WASHINGTON: As the White House campaigns to topple Iraqi President Saddam Hussein, it is manoeuvring to dilute Iranian influence in a committee of Iraqi exiles that would help form a post-Saddam government.

Some in the fractious exile community accuse the United States of heavy-handed interference for seeking to enlarge the panel from 65 members, agreed to at a conference in London last month, to 100. The US government played a major role in selecting the six exile organizations that formed the committee.

There also were signs of splits over what role the committee should have in forming a provisional government. The exile groups are bent on quickly forming a government they would control, according to influential exiles and administration sources. But the State Department opposes such a rush, saying a provisional government should include Iraqis inside the country, according to a spokesman who insisted he not be quoted by name. “We believe that creating a government for the Iraqi people now is tantamount to disenfranchising the vast majority of Iraqis,” he said.

After Saddam is forced out, “significant individuals, groups of individuals or institutions ... are going to emerge that are going to represent a very, very important source of stability and legitimacy for a future government,” the spokesman said.

Zalmay Khalilzad, who is the White House’s point man for a post-Saddam government and is close to Vice President Dick Cheney, reportedly has different ideas. A source close to Khalilzad said the “policy-makers” of any provisional government “would be drawn from the leaders of the opposition,” while the “technocrats” would be chosen from current Iraqi officials, academicians or leaders with no lingering loyalty to Saddam Hussein.

With Muslims of the Shia sect forming about 60 per cent of Iraq’s people, the exile steering committee has numerous Shias, and they have ties to Shia-ruled Iran. They include 15 members of the Supreme Council for Islamic Revolution in Iraq, which is based in Tehran.

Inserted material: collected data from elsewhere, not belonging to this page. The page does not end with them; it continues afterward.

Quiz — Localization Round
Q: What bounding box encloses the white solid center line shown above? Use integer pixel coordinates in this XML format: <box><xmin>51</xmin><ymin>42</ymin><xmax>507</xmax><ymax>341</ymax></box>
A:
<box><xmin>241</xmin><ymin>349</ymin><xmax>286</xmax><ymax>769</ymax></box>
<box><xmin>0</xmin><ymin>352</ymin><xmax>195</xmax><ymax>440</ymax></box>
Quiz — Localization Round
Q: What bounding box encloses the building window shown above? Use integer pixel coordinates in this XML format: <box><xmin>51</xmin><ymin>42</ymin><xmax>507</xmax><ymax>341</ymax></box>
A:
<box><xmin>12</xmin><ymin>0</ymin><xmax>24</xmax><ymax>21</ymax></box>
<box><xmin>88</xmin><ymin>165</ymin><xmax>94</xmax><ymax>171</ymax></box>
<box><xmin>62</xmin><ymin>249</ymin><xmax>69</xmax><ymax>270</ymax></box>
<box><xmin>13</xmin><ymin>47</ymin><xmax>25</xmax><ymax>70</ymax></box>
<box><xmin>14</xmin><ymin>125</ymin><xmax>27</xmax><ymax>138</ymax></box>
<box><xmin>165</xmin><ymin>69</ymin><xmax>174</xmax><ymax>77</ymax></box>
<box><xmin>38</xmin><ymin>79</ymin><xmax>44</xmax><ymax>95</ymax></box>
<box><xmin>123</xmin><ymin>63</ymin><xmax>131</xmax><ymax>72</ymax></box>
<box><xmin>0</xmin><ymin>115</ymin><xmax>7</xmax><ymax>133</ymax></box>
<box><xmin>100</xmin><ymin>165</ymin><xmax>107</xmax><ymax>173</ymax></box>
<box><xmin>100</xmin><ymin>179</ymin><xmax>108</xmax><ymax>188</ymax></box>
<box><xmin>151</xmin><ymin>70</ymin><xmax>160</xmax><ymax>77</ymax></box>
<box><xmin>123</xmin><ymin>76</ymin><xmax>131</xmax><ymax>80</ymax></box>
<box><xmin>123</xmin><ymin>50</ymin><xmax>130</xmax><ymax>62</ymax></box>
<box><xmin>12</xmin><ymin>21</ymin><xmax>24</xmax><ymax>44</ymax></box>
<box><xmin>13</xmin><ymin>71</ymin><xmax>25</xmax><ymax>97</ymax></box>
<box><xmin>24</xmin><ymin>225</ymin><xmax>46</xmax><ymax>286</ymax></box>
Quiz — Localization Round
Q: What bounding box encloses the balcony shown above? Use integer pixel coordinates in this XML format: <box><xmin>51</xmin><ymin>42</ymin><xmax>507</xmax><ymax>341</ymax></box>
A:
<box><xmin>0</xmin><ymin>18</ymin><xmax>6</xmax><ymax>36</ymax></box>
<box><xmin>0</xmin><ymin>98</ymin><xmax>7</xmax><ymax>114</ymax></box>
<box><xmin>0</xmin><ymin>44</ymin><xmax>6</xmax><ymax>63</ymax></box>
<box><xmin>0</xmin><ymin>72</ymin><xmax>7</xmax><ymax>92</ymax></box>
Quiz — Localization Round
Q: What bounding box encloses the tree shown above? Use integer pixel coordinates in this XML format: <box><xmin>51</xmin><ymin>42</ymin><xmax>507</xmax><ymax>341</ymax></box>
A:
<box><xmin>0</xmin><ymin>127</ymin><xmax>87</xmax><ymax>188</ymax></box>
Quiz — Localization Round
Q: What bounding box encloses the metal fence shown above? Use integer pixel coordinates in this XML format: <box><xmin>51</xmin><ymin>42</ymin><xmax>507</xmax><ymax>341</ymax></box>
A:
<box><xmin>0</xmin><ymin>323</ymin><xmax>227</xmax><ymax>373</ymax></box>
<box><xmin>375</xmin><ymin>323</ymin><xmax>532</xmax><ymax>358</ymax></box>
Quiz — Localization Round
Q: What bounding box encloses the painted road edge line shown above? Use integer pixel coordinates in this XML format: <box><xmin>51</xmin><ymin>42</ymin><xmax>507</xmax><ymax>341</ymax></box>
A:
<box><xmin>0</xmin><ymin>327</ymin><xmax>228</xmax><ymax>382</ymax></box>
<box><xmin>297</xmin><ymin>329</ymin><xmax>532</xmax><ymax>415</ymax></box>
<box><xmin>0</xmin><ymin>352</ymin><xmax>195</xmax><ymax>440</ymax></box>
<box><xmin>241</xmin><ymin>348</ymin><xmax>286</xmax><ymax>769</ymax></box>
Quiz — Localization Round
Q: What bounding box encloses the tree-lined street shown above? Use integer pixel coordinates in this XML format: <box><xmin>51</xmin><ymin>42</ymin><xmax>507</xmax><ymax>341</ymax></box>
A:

Cheney and Khalilzad are seeking to dilute the Shias’ influence by enlarging the panel from 65 to 100, the source close to Khalilzad said. Iran is unhappy, seeing this “as an effort to diminish their influence,” he said. Ahmed Chalabi, the head of the largest dissident group, the Iraqi National Congress, or INC, and a leading Iraqi opposition intellectual, Kanan Makiya, a professor at Brandeis University, are in Iran to reassure officials that Iran’s interests will be preserved.

An aide to Chalabi confirmed last week he was in Tehran meeting with officials there, but said it was merely a transit stop on Chalabi’s route to northern Iraq, where the committee is planning to meet next month. A spokesman at Brandeis would not provide a phone number for Makiya, saying he could be reached only by e-mail.

The State Department spokesman said he was unaware of any plan to alter the panel, whose role he said should be limited to serving as a link between the administration and the “formalized Iraqi opposition groups.” At the same time, he said, “It probably wouldn’t come as a surprise to you to know that there have been disagreements across several” US government agencies.

Members of the Iraqi exile community said the administration also wants to dilute influence of ethnic Kurds on the opposition committee. An INC source said that at a Jan. 10 meeting with Iraqis, a State Department representative complained that the panel “looks like a Kurdish-Shia conspiracy.”

Laith Kubba, who helped create the Iraqi National Congress in 1992 but has left the group, said the exiles intend on their own to enlarge the panel “to be more inclusive.” Still, “it is not up to the United States to decide the numbers,” he said. “It just doesn’t look right.”

One group the White House wants to include in the panel, the source close to Khalilzad said, was Dawa, a secretive organization of Shias in southern Iraq, who would get five seats. Other new members would be “liberals closer to the administration’s point of view,” he said.

Besides the Tehran-based Shias and the Iraqi National Congress, groups now on the committee are the Kurdish Democratic Party and its rival, the Patriotic Union of Kurdistan; the National Accord, composed of former military and intelligence officers; and the Constitutional Monarchy Movement, which wants to restore the Hashemite monarchy buttressed by the British from 1921 until 1958.

Kubba, who many in the administration wanted to see appointed to the panel but was not chosen, is not sanguine that the last- minute manoeuvring can prevent a post-Saddam collapse of Iraq.

“What kept the US away (from ousting Saddam) for all this time was the concern that the country (Iraq) might be dismembered,” he said. “Now it has become more problematic than ever. Now the concern is real.”—Dawn/The Los Angeles Times-Washington Post News Service (c) Newsday.